Homossexualidade e Espiritismo
Este é um assunto um tanto denso, cuja abordagem varia conforme o viés utilizado. Alguns tentam conduzi-lo por ideologias; outros, por interpretações que desconsideram a própria essência da natureza humana. Há ainda aqueles que procuram justificar o comportamento homossexual humano pelo exemplo dos animais, como se ele se limitasse a uma expressão de impulsos instintivos e materialistas. Entretanto, os animais, não possuindo consciência moral, podem agir de maneira que, aos olhos humanos, parece contraditória — como nos casos de incesto ou infanticídio. A questão do comportamento humano, porém, não se resolve dessa forma, pois envolve a consciência moral do Espírito. Focar nesses pontos resulta em desentendimentos e discussões que não levam a lugar algum. Discutir homossexualidade no contexto do Espiritismo, sob a ótica doutrinária, é, portanto, fundamental.
Precisamos destacar que o Espiritismo vai além e, por ser todo moral, dá a resposta simples e clara sobre a questão: em tudo, o que importa é o Espírito, que não tem sexo, e suas ações. Tendo o Espírito o livre-arbítrio e desde que esse livre-arbítrio não resulte em mal para os outros, como no caso presente, deve ser deixado livre para agir e deve ser respeitado em suas decisões.
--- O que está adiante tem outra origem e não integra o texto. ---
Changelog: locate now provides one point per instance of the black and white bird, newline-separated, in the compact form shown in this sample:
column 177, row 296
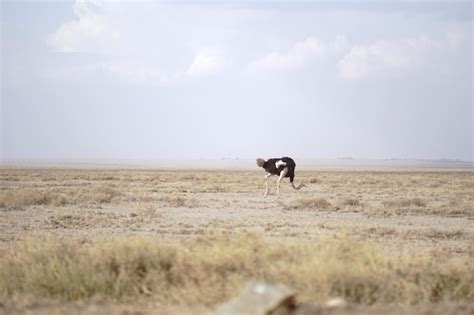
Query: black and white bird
column 283, row 167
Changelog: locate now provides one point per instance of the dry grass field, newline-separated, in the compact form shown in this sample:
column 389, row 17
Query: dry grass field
column 90, row 240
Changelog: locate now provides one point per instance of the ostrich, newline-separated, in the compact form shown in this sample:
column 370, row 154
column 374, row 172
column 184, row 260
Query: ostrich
column 283, row 167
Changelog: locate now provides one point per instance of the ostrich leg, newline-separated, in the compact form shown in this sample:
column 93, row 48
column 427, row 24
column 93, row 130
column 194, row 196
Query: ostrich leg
column 282, row 175
column 266, row 184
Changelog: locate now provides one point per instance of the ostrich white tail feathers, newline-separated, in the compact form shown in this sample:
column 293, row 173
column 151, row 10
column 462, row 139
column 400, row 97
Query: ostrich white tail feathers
column 299, row 186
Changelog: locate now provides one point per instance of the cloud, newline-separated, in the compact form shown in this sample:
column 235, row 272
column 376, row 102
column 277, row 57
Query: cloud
column 205, row 62
column 300, row 54
column 92, row 31
column 384, row 57
column 389, row 58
A explicação que Kardec dá para aquilo que era conhecido como “anomalia”, em sua época, e que ele demonstra ser apenas “aparente”, é a seguinte:
“Se essa influência da vida corporal repercute na vida espiritual, o mesmo se dá quando o Espírito passa da vida espiritual para a corporal. Numa nova encarnação, ele trará o caráter e as inclinações que tinha como Espírito; se ele for avançado, será um homem avançado; se for atrasado, será um homem atrasado.
Mudando de sexo, poderá, pois, sob essa impressão e em sua nova encarnação, conservar os gostos, as tendências e o caráter inerentes ao sexo que acaba de deixar. Assim se explicam certas anomalias aparentes que se notam no caráter de certos homens e de certas mulheres”.
Portanto, só existe diferença entre o homem e a mulher em relação ao organismo material, que se aniquila com a morte do corpo. Mas, quanto ao Espírito, à alma, ao ser essencial, imperecível, ela não existe, porque não há duas espécies de almas.
Allan Kardec, R.E., Jan/1866
Convém repetir que a ciência, na época de Kardec, definia tais comportamentos como anômalos. Kardec, utilizando-se da teoria espírita, destaca que é apenas uma anomalia aparente, ou seja, não é, de fato, uma anomalia.
Ouso ir um pouco além dessa explicação: e se o Espírito, tendo sido mulher em várias vidas, escolhe deliberadamente encarnar como homem, mantendo suas tendências, de modo a colher aprendizados? E se ele escolhe tal gênero de prova visando ajudar, dando seu exemplo? Outrossim, a homossexualidade pode ser simplesmente uma expressão da natureza do Espírito, sem que precise necessariamente de “superação” de questões morais. Dessa forma, a orientação não é uma prova em si, mas uma expressão legítima da pluralidade dos Espíritos, em seu trajeto evolutivo.
O ponto é que não podemos julgar o passado do indivíduo, muito menos vê-lo como alguém cumprindo um castigo. Cada Espírito é único e expressa em sua trajetória uma pluralidade de características igualmente valiosas. Por isso, devemos respeitar as escolhas do outro, dentro dos limites da ética e da caridade, e estar sempre prontos para ajudar e sermos ajudados, ensinar e aprender, compartilhar e colaborar, sem julgar aparências.